“Word has just reached us here in Tuscaloosa, that in Halberstadt, Germany, almost two years ago now, two pipes have been removed from the Blokwerk organ in St. Burchardi Church, silencing a pair of E’s that had been contributing to a chord playing continuously for the previous year and a half,” writes Michael Martone in The Oxford American. The chord he mentions is part of a 639-year performance of John Cage’s As Slow As Possible, a concert that began on September 5, 2001.
“I am fond of this admittedly highly conceptual piece,” he reflects. “I admire its hopeful nature, its assumption that someone not only will be around to play the final notes of the coda but that someone will be around to hear the silence that follows. The movements last seventy-one years each, lifetimes. There will be others present, as time goes on, to sound and sustain the decades-long chords, to harmonize with the apparently endless tonic, to engage the score for scores and scores of years.”
The concert serves as a jumping off point for a poignant musing on trains, time, sound, change and sadness. “Listen, I live near trains. And their timely and timeless concerts seem to be a kind of folk version, an unselfconscious rendition of the avant-garde tooting going on in Germany.

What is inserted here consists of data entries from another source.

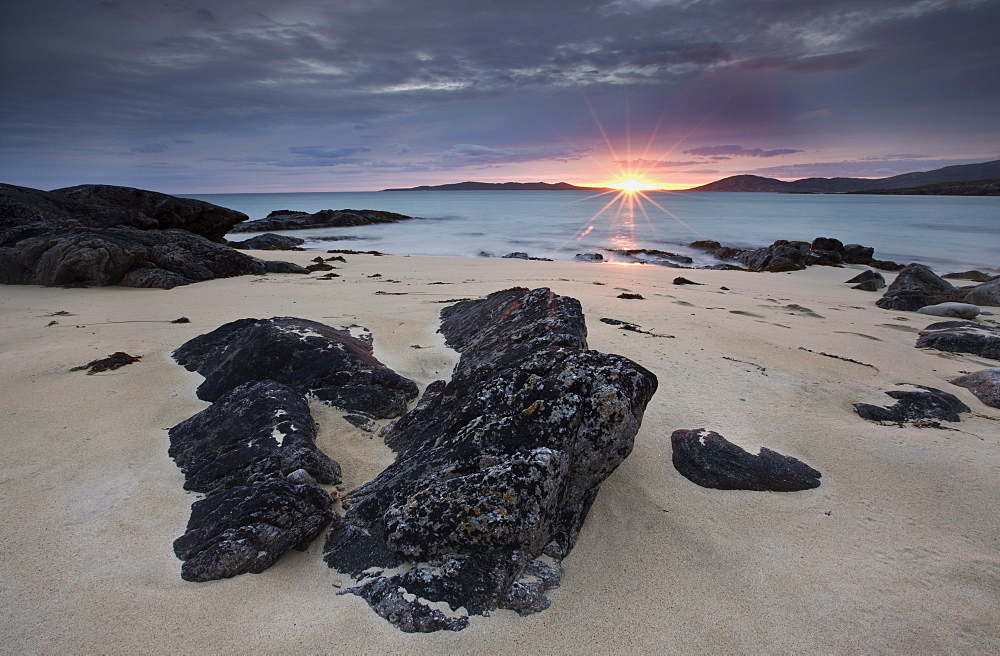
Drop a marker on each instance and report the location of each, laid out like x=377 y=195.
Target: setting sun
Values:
x=632 y=185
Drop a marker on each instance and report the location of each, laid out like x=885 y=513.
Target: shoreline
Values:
x=896 y=550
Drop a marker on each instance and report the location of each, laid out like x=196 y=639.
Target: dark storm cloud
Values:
x=244 y=79
x=730 y=151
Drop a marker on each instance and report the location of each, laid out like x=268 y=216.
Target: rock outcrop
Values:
x=248 y=527
x=257 y=428
x=984 y=384
x=962 y=337
x=270 y=242
x=292 y=220
x=329 y=364
x=496 y=469
x=710 y=460
x=915 y=287
x=957 y=310
x=106 y=235
x=915 y=403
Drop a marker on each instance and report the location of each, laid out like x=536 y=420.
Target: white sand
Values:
x=897 y=551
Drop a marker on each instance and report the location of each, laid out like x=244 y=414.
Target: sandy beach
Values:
x=898 y=551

“How strange to have this music always there…Disembodied and massive, a moving wall, a kind of static, yet with distant, distinct eruptions of a phrase, a fragment that first asserts then loses its train of thought. Transmitted through invisible air, the hidden source is most often on the move, restless, remote, receding, leaving this polyphonic note floating in a wake… It is the perfect accompaniment…seamlessly incorporated into our emotional wiring, our ambient ache.”